Perhaps equally as impressive was Howard's ability to leg out both doubles and show some nimbleness on the bases.

After his second double, Howard tagged up and went to third on a Darin Ruf flyout to center. An inning earlier, Howard got caught in a rundown between second and third on a ground ball to short, but at least looked agile and healthy.

"I was break-dancing out there," Howard joked. "I just try to be aggressive out there. I made a baserunning mistake and I just tried to stay in the rundown long enough to get Junior [John Mayberry Jr.] over to second base. But it felt good to be able to stop, go, cut and go back the other way."

Verlander's price

Cole Hamels opted to skip the temptations of free agency and signed a 6-year, $144 million contract extension last summer.
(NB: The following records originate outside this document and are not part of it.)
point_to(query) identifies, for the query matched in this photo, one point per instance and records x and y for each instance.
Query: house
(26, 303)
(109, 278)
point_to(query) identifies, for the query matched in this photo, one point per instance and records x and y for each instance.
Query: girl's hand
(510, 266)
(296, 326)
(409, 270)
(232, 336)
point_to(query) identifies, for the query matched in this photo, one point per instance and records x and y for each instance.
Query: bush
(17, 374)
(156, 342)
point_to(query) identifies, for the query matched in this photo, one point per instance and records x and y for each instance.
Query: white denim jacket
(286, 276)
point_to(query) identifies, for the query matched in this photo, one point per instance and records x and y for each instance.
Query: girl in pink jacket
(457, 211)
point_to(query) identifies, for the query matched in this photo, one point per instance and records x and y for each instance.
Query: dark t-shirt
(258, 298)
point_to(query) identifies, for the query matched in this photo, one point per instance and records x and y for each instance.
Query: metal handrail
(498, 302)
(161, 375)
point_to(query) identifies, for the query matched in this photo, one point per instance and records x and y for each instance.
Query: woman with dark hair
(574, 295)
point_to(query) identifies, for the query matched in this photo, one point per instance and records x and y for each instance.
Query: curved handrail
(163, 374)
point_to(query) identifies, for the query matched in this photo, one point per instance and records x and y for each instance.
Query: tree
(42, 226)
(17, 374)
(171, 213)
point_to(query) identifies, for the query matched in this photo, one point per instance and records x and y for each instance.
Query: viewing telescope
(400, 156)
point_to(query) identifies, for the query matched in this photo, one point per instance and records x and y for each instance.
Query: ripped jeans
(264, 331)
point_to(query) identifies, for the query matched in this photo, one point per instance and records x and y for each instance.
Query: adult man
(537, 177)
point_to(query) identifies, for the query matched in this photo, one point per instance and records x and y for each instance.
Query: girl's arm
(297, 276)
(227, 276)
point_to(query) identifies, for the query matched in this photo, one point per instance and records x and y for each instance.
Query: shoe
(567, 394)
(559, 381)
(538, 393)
Seattle's Felix Hernandez did the same this month: He will be paid $175 million over the next 7 years.

The Detroit Tigers will attempt to keep their own ace in town and it's expected to be pricey. A Yahoo! Sports report over the weekend had Justin Verlander as the player most likely to break the $200 million barrier for pitchers.

As the story spread, it was translated into Verlander demanding $200 million. Not so.

"I answered those questions honestly," Verlander said. "I don't think it came across bad, but it didn't come across the way I'd envision. I don't want to be seen as the greedy guy who wants to get paid the best or whatever. But if a question is posed to me I'm going to be honest. Would you like to be the first $200 million writer?"

Verlander, 30, can become a free agent after next season; he has 2 years and $40 million remaining on a 5-year, $80 million deal he signed in 2010.

Schwimer traded

Righthanded reliever Michael Schwimer was traded to the Toronto Blue Jays for minor league first baseman Art Charles on Saturday.

Schwimer had a 4.46 ERA in 35 games with the Phillies in 2012. But he made waves in the organization twice last summer, first for revealing roster moves through his Twitter account before they were announced and then refusing to go to the minor leagues because he felt he should have been placed on the DL.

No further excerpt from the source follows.